Diphthong (pronounced DIF-thong or DIP-thong) refers to a single syllabic vowel sound in which the speaker's articulatory posture moves from one vowel quality to another within the same syllable. In phonetic terms a diphthong is not two separate vowels separated by a consonant but a glide: the tongue, lips or jaw shift continuously so that listeners perceive a change of vowel quality. For discussion of basic terms, see vowel.
Characteristics and classification
Phonetically, diphthongs are characterized by a dynamic formant transition: the first formant (F1) and second formant (F2) change as the articulation moves. Linguists commonly divide diphthongs by direction and prominence. A falling diphthong has a more prominent initial element that glides toward a less prominent off-glide (typical in English eye or go), while a rising diphthong begins on a less prominent glide and moves toward a more prominent nucleus (found in some Romance and Slavic languages). A centering diphthong moves toward a central vowel such as schwa (for example, some pronunciations of near and sure in certain accents).

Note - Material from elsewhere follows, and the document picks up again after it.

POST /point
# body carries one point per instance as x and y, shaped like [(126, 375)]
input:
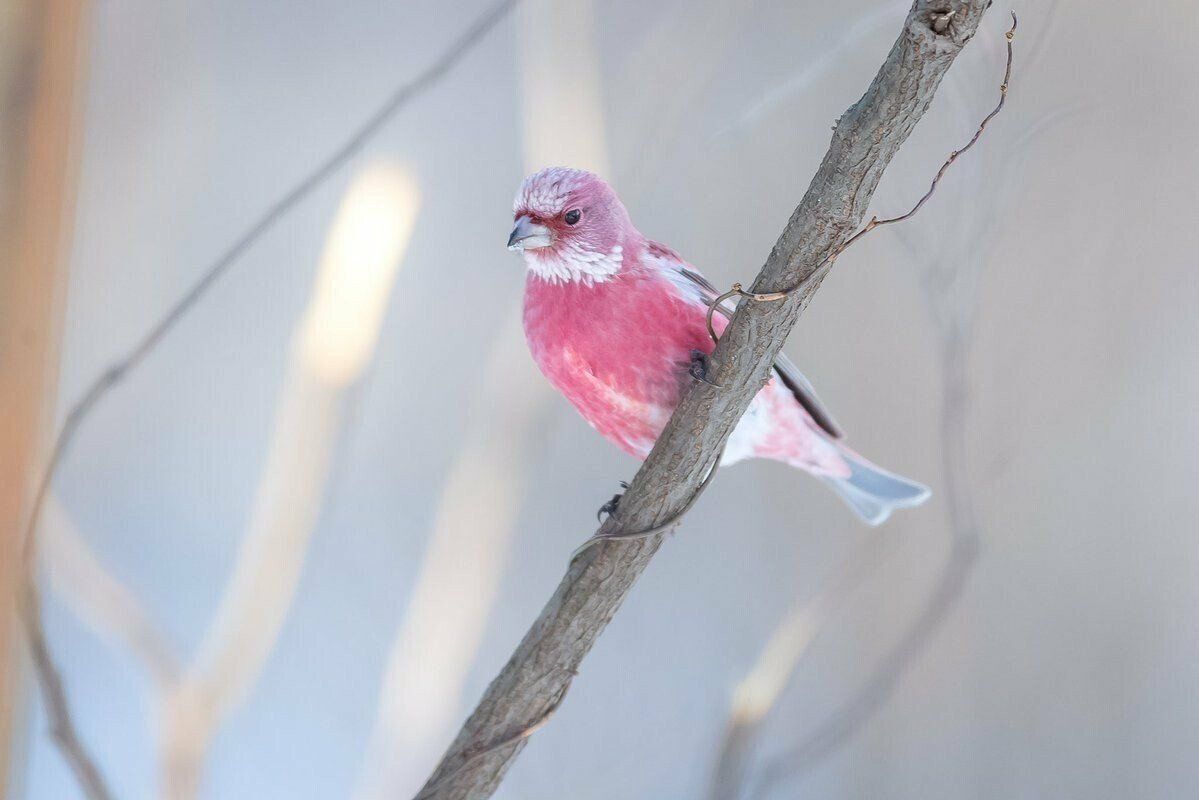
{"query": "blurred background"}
[(285, 555)]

Common examples in English include the vowel sequences in time (/aɪ/), face (/eɪ/), goat (/oʊ/), mouth (/aʊ/) and choice (/ɔɪ/). Realizations vary widely by region and sociolect: the same orthographic sequence can represent a monophthong, a diphthong, or a triphthong depending on accent. See also accent-related variation.
History of the term
The English word diphthong derives from the Greek elements di- meaning "two" and phthongos meaning "sound" or "tone." Historically, grammarians used the term to describe vowel pairs that behaved as a single phonological unit. Over time phonetics and phonology refined the concept: modern descriptions emphasize continuous spectral movement rather than strictly two discrete segments.

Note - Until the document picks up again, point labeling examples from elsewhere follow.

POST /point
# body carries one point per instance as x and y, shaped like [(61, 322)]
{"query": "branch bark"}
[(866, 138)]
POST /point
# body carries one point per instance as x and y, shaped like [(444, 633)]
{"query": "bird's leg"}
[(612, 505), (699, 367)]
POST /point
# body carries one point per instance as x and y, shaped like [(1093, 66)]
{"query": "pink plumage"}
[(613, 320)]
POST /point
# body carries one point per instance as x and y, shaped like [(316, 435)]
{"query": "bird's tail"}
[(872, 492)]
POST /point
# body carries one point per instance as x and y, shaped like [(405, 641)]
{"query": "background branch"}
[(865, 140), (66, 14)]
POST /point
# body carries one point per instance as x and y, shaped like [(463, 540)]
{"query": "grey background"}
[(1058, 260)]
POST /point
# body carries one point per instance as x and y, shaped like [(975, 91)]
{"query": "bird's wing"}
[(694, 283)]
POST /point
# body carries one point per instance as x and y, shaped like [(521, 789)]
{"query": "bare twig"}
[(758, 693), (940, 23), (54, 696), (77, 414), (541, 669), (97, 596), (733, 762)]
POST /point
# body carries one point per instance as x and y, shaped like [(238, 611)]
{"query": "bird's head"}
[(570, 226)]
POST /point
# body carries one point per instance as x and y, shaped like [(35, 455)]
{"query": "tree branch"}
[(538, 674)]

Role in phonology and orthography
In a given language a diphthong may function as a single phoneme (one contrastive sound) or as a sequence of two phonemes, depending on phonological analysis. In some languages orthography marks diphthongs with digraphs (two letters representing one sound), in others with diacritics. Linguists sometimes treat productive vowel glides as phonemic diphthongs when they contrast meaningfully with monophthongs; in other cases they analyze them as combinations of vowels and glides (e.g., /j/ or /w/). The term lexeme appears in related discussions when a sound sequence contributes to morphological identity; compare lexeme and how a diphthong may behave within a word in a particular language.
Comparison with monophthongs and triphthongs
A syllable can contain a monophthong (a steady-state vowel), a diphthong (a two-part glide), or a triphthong (a glide passing through three vowel qualities). Monophthongs require relatively little movement of the articulators during their duration, while diphthongs and triphthongs involve rapid coordinated motion. In many dialects, sequences that historically were diphthongs have collapsed to monophthongs and vice versa; these shifts play a central role in sound-change studies.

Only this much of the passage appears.